Stock-Based Awards: What’s New and What’s Not
When you are presented with several forms of stock-based compensation, how do you assess what they are and how they work? What are some of the key features of stock options, restricted stock/RSUs, and ESPPs to maximize your potential wealth accumulation?
Executive compensation has come of age. Stock options have been a major part of U.S. executive pay since the 1950s, rising in popularity then due to a favorable tax treatment. Some 70 years later, stock options no longer represent the dominant form of long-term equity incentives. Instead, there are new and targeted stock-based awards companies use to meet a range of needs and rewards. As they have grown in number and complexity, executives may find it harder than ever to assess these significant sources of wealth and prioritize them as sources of funds.

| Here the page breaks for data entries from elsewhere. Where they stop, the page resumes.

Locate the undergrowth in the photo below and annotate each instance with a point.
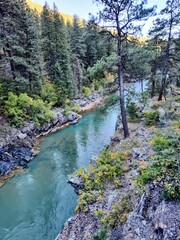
(108, 167)
(163, 166)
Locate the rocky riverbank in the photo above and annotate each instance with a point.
(18, 146)
(141, 201)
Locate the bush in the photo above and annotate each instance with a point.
(86, 91)
(49, 93)
(22, 108)
(108, 167)
(109, 101)
(132, 111)
(163, 166)
(152, 117)
(71, 107)
(101, 234)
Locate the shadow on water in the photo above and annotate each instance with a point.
(35, 204)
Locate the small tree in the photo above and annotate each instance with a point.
(166, 28)
(120, 16)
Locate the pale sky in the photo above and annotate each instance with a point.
(82, 8)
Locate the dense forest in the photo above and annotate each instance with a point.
(45, 62)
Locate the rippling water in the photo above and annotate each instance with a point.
(35, 204)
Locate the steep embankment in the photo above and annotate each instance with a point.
(39, 8)
(17, 146)
(131, 191)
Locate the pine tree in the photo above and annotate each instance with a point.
(47, 36)
(62, 51)
(165, 28)
(19, 42)
(78, 53)
(121, 15)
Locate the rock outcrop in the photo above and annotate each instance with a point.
(17, 145)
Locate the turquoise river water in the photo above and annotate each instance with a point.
(35, 204)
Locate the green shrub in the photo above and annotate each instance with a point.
(101, 234)
(132, 111)
(71, 107)
(22, 108)
(86, 91)
(12, 110)
(49, 93)
(152, 117)
(108, 167)
(109, 101)
(40, 112)
(163, 166)
(171, 192)
(119, 212)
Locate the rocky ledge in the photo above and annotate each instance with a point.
(129, 214)
(17, 146)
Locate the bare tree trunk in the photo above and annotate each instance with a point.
(165, 69)
(153, 81)
(121, 90)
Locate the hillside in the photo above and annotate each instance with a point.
(39, 8)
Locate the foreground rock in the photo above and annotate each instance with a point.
(17, 145)
(151, 217)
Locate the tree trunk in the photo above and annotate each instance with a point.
(121, 90)
(153, 80)
(165, 69)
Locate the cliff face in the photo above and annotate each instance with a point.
(136, 204)
(39, 8)
(17, 146)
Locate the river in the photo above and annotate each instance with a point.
(35, 204)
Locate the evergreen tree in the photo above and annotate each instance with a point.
(47, 35)
(121, 15)
(19, 39)
(62, 52)
(165, 28)
(78, 53)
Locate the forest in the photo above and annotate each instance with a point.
(45, 62)
(108, 101)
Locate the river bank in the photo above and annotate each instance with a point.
(19, 146)
(137, 203)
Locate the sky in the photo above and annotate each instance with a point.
(82, 8)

To illustrate a variety of awards and how they work, we introduce you to three executives at three levels of the company. Each is experiencing an award type for the first time and is learning the ins and outs of various stock-based awards.

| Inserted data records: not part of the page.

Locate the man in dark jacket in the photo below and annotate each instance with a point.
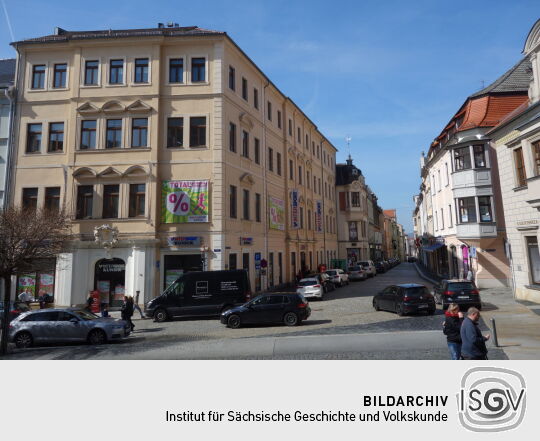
(473, 342)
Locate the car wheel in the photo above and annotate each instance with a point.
(160, 315)
(97, 337)
(23, 340)
(234, 321)
(290, 319)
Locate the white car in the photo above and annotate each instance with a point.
(369, 267)
(310, 287)
(338, 276)
(356, 273)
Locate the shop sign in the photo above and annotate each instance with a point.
(276, 210)
(295, 202)
(184, 202)
(318, 216)
(178, 241)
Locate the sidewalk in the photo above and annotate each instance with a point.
(518, 326)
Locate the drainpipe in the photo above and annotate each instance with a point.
(11, 95)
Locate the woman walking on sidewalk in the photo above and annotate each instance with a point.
(127, 311)
(452, 330)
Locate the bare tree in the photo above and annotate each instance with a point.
(27, 238)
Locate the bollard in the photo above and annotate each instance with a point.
(494, 329)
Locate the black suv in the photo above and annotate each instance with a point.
(286, 308)
(462, 292)
(404, 299)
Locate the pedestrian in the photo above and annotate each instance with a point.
(452, 330)
(89, 303)
(136, 304)
(127, 311)
(473, 346)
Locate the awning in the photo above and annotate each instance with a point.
(431, 248)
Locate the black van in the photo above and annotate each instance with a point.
(204, 293)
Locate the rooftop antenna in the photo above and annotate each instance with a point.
(348, 140)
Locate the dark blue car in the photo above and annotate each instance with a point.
(287, 308)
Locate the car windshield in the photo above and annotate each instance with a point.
(456, 286)
(85, 315)
(417, 291)
(307, 282)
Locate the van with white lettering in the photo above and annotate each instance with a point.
(200, 294)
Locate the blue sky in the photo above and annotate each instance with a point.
(390, 74)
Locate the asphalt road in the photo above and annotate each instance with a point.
(342, 326)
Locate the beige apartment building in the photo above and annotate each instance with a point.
(171, 151)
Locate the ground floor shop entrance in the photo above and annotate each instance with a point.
(110, 281)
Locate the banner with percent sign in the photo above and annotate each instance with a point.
(184, 202)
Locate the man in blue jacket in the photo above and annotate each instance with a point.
(473, 342)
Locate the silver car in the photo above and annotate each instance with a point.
(65, 325)
(310, 287)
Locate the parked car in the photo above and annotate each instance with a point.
(379, 266)
(368, 267)
(338, 277)
(463, 292)
(356, 273)
(64, 326)
(404, 299)
(15, 309)
(287, 308)
(202, 293)
(310, 287)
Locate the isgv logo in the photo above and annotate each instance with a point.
(491, 399)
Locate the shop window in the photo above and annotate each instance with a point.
(484, 206)
(534, 258)
(175, 132)
(232, 261)
(467, 210)
(52, 198)
(139, 132)
(137, 197)
(197, 131)
(479, 152)
(111, 195)
(39, 284)
(33, 138)
(519, 164)
(29, 201)
(85, 197)
(462, 158)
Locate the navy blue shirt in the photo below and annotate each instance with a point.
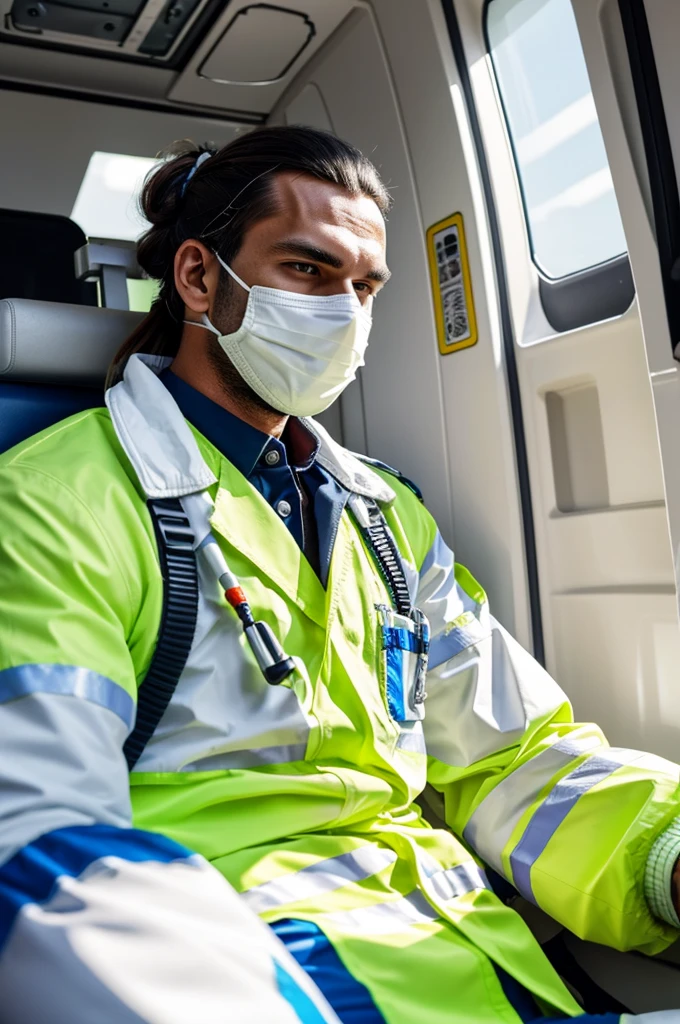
(305, 497)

Building Wealth through a Broad-Based Stock Plan
Clarissa, Marketing Manager*
Clarissa had initiate participation in the Employee Stock Purchase Plan (ESPP). She authorizes a small systematic payroll deduction of a small amount to participate in buying company shares. The company collects and accumulates her payroll deductions for up to six months. Then the shares are assigned a purchase price equal to the lowest market price over the last six months. In addition, the company provides a 15% discount in additional shares, so that employees can build shares. As long as Clarissa holds the shares long term, she can claim capital gains on the sale, avoiding a disqualifying disposition that would trigger a higher tax rate.

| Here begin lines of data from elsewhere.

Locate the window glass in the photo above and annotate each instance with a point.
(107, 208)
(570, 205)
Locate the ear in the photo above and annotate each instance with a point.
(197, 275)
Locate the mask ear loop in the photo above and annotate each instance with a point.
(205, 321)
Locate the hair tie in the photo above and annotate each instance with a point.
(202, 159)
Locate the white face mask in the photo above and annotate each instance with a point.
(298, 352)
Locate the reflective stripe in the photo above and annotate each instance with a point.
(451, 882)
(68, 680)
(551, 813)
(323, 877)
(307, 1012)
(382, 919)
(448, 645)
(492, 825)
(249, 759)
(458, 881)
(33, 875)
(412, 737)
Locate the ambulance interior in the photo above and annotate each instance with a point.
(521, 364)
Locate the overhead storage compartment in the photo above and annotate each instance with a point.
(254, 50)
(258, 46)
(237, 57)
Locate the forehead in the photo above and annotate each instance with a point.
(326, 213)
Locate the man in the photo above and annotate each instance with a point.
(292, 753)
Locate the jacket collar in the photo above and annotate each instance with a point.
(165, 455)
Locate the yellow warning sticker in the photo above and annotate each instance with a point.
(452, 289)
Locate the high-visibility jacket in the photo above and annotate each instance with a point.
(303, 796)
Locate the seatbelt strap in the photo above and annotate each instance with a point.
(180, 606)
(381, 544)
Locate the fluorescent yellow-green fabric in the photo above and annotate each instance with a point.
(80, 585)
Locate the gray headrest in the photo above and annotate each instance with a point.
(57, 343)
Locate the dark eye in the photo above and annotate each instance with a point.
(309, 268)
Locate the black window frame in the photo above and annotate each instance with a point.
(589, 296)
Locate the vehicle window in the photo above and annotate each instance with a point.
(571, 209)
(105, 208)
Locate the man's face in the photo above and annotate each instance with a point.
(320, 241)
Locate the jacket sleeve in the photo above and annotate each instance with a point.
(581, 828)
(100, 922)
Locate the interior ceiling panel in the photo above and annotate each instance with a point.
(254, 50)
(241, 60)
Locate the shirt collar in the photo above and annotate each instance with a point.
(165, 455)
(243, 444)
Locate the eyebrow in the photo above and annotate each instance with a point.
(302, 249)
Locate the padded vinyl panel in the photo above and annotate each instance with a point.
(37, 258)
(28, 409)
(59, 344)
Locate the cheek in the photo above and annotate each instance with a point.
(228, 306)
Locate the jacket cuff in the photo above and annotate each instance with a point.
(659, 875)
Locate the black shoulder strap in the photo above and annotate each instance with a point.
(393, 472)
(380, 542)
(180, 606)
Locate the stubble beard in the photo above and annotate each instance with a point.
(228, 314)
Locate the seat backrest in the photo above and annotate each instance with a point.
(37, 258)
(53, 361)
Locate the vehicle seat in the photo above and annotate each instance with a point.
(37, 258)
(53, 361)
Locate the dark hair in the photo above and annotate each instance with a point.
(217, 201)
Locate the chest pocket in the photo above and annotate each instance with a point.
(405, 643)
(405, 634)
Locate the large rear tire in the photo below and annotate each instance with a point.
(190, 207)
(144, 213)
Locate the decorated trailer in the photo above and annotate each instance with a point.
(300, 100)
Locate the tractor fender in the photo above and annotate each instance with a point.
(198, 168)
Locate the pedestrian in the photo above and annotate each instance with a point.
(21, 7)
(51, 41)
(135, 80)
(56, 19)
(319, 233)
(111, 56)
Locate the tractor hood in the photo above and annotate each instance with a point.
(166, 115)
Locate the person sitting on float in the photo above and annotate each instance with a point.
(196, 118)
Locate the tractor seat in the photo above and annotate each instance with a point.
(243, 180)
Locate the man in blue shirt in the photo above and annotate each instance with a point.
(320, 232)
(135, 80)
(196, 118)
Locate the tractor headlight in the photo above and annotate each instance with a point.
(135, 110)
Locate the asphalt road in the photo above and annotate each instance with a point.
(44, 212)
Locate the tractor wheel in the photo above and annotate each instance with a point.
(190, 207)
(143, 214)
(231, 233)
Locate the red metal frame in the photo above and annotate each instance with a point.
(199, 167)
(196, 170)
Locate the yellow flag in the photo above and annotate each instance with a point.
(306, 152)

Recently, Clarissa has been awarded a first grant of Nonqualified Stock Options (NQOs). These awards permit her to buy company shares at a fixed price – usually the market price on the date they are granted - and sell them in the future at the prevailing market price.
Nonqualified Options (NQOs) and Stock Appreciation Plans (SARs)
Scott, Vice President*
From early in his career, Scott was awarded stock options. While he was presented with a mix of Incentive Stock Options (ISOs) and Nonqualified Options (NQOs), he has noticed the company favors NQOs now, because they can expense the awards as a compensation. Scott had been familiar with Restricted Stock Units as well as Stock Appreciation Rights (SARs) from his recent assignment with a non-US company.
SARs are even more attractive to the executive than NQOs. Like options, SARs are bonused to the executive as a reward when the company performs well. The only cost to the executive for SARs is the taxes they pay; while NQOs require the executive to pay the strike price on the option grants. Why aren’t SARs more popular, he wonders?
Welcome to the C-Suite
Ellen B., Senior Vice President*
Company veteran Ellen has earned a promotion to senior vice president. Now in her 50s and a brilliant strategist, she has been familiar with Restricted Stock Awards and Stock Options over her long career.
Ellen faces a performance-based compensation culture in the C-suite, where the rewards are significant, and the stakes are high. Ellen’s compensation is now tied to the success of her team’s strategy. Ellen has been granted performance awards in the form of Performance Stock Units (PSUs). These awards commit a targeted number of company shares to a cash equivalent at a future date, once vested. Vesting of these awards is the point at which they are fully owned, and you have the right to sell, transfer or assign these shares.
The trends in stock-based compensation in 2021 favor performance-based awards. Shareholders are pressing for more accountability in awarding stock-based compensation. Proxy advisors have been driving a rising trend for companies to issue Performance Stock Units (PSUs) and Restricted Stock Units (RSUs) to align rewards with company performance. Ellen’s PSUs will vest based on meeting company performance targets.
Performance-based awards specify strategic or financial targets to be met to trigger vesting. The most common performance metrics that may trigger vesting include absolute or relative total shareholder return, revenue, EPS, ROI. You may also see stock bonuses tied to financial or nonfinancial metrics such as operational performance targets, the launch of a new product, customer satisfaction or other benchmarks. These pay-for-performance forms maintain skin in the game for executives, thus benefitting the company and the shareholders.
Finally, there is a science to long-term incentives in terms of taxes, timing and diversification. SFG can help you with divestiture planning. The executive is responsible for determining the cost basis, while SFG can be an astute partner and advisor for planning and tax-savvy divesture.
*The name, likeness, and circumstances in this example are a fictional composite of facts from executives similar to actual SFG Clients.